Agricultural Research Service (ARS) plant pathologist William Schneider has
used, or is familiar with, just about every kind of method of identifying
organisms that cause plant diseases, from light microscopes to so-called
genetic fingerprinting, November 2006 by Jan Suszkiw.

Each has its place in the field of disease diagnostics.

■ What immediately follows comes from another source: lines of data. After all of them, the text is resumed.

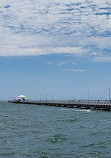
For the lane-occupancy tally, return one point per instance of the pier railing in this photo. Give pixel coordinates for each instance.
(86, 104)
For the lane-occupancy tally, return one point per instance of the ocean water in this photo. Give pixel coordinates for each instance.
(31, 131)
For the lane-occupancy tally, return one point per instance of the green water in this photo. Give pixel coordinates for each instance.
(31, 131)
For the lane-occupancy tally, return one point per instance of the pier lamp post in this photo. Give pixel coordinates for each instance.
(88, 94)
(109, 92)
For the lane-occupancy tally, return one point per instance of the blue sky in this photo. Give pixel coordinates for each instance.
(55, 48)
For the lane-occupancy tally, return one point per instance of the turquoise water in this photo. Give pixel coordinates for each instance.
(31, 131)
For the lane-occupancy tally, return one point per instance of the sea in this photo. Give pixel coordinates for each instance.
(36, 131)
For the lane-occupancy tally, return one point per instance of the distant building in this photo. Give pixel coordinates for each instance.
(22, 98)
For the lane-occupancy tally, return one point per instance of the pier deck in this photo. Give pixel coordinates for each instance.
(83, 104)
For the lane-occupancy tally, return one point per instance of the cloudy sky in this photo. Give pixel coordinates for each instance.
(55, 49)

But what's really
excited Schneider is a procedure called TIGER, short for "Triangulation
Identification for Genetic Evaluation of Risks."

According to Schneider, with the ARS Foreign Disease-Weed Science Research
Unit in Fort Detrick, Md., TIGER has the potential to identify virtually
every kind of microbe that may be present in a given sample?and to do so in
a matter of minutes.

Other methods, including those that use polymerase chain reaction (PCR)?best
known for its role in genetic fingerprinting?take hours, days or weeks. And
even then, such methods typically detect only up to a few dozen microbes at
a time.

Speed coupled with accuracy, sensitivity and ease of use promise to make
TIGER a frontline tool in detecting new, as-yet-undescribed pathogens, or
exotic ones that originate outside the United States, like citrus greening,
citrus canker and soybean rust.

Schneider's "neighbors" at the U.S. Army Medical Research Institute of
Infectious Diseases (USAMRIID) in Fort Detrick were among the first there to
use TIGER as part of the military lab's mission to detect, diagnose and
counter human pathogens, such as those encountered by deployed troops. Last
summer, Schneider began collaborating with Chris Whitehouse of USAMRIID's
Diagnostic Systems Division to test and build TIGER's capacity to identify
crop pathogens.

Along with ARS postdoctoral researcher Elena Postnikova, Schneider and
Whitehouse are conducting research on three fronts, starting with 14 genera
of plant disease bacteria. Of particular interest is verifying TIGER's use
of generalized primers as a sort of one-size-fits-all "homing beacon" to
distinguish bacteria from other microbes in a sample, such as leaf tissue.